Increased publicity raised concerns in the community about nickel levels. At trial, the adverse publicity was alleged to have affected appreciation in land values.

The trial judge held Inco liable in nuisance and under Rylands v. Fletcher strict liability principles for that loss. Damages were assessed at $36 million. Seven thousand potential claimants were assigned to damages recovery pools.

The award was made despite the fact there is no allegation Inco operated the refinery unlawfully or negligently; Inco apparently complied with all environmental and regulatory schemes. Historical emission levels did not contravene regulations. Nor did the plaintiffs allege that the presence of nickel on their properties posed any threat to human health or any adverse impact on the use of the properties. The core claim quite simply is that property values had not increased at the same rate as comparable properties in other small cities nearby.

Based on conflicting expert evidence, the trial judge held that comparable properties in Welland Ontario had increased in value 4.35% more than Port Colborne properties during a ten-year period from 1999 to 2008. The difference yielded an average loss of $4,514 per property, resulting in the overall damages award of $36 million.

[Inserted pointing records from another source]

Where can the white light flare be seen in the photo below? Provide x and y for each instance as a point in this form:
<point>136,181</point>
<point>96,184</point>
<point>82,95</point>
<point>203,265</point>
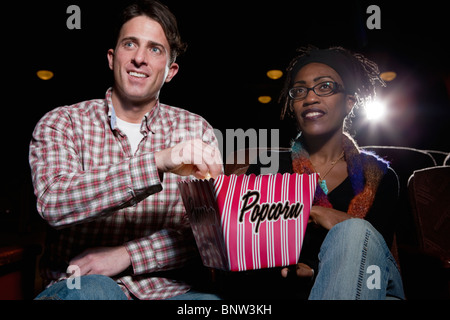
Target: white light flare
<point>375,111</point>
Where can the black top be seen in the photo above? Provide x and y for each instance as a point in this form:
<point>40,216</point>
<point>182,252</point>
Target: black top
<point>268,283</point>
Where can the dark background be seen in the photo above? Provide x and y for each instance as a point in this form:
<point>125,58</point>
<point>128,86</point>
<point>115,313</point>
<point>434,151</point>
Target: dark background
<point>231,46</point>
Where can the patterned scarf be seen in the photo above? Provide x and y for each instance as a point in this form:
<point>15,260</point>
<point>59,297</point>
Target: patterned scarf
<point>365,170</point>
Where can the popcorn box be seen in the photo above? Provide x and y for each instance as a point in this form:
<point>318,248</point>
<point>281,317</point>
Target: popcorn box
<point>249,222</point>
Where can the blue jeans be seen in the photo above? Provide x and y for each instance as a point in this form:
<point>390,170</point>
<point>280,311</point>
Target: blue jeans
<point>98,287</point>
<point>355,263</point>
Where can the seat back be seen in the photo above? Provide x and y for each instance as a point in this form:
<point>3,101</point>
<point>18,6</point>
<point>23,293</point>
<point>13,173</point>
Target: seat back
<point>429,191</point>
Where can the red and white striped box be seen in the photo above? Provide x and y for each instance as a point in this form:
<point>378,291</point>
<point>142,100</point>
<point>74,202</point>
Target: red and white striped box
<point>249,222</point>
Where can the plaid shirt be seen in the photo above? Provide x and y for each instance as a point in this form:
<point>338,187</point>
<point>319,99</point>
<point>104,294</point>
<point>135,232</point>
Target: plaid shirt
<point>94,192</point>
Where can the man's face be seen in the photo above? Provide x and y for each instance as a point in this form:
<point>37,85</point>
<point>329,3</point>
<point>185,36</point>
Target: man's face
<point>141,61</point>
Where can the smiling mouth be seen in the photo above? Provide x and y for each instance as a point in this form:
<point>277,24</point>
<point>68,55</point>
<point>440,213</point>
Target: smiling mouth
<point>137,74</point>
<point>312,114</point>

Court of Appeal Overturns Award

Inco's appeal was allowed. The property owners' action was dismissed by the Court of Appeal. Inco was found to be liable neither under private nuisance nor the rule in Rylands v. Fletcher. And even if elements of either cause of action had been established, the appeal court held that claimants had failed to prove any damages.

The Court of Appeal said that the trial judge erred in finding that the nickel particles in soil caused "actual, substantial, physical" damage to the claimants' lands. Mere chemical alteration in the content of soil, without more, does not amount to compensable physical harm or damage to the property.

This central finding is the one claimants now seek to have reviewed and overturned by the SCC.

SCC Leave Decision Expected by June 2012

Even if the SCC hears the case and accepts the core argument, the claimants face other significant hurdles including limitation period questions raised but not resolved by the Court of Appeal and damage assessment issues. The Court of Appeal, for example, had serious reservations about the expert methodologies used to determine whether the nickel had any impact at all on property values.

The SCC's decision on the leave application is expected be released by June 2012.


1. Smith v. Inco Limited (2011), 107 O.R. (3d) 321 (C.A.); 2011 ONCA 628.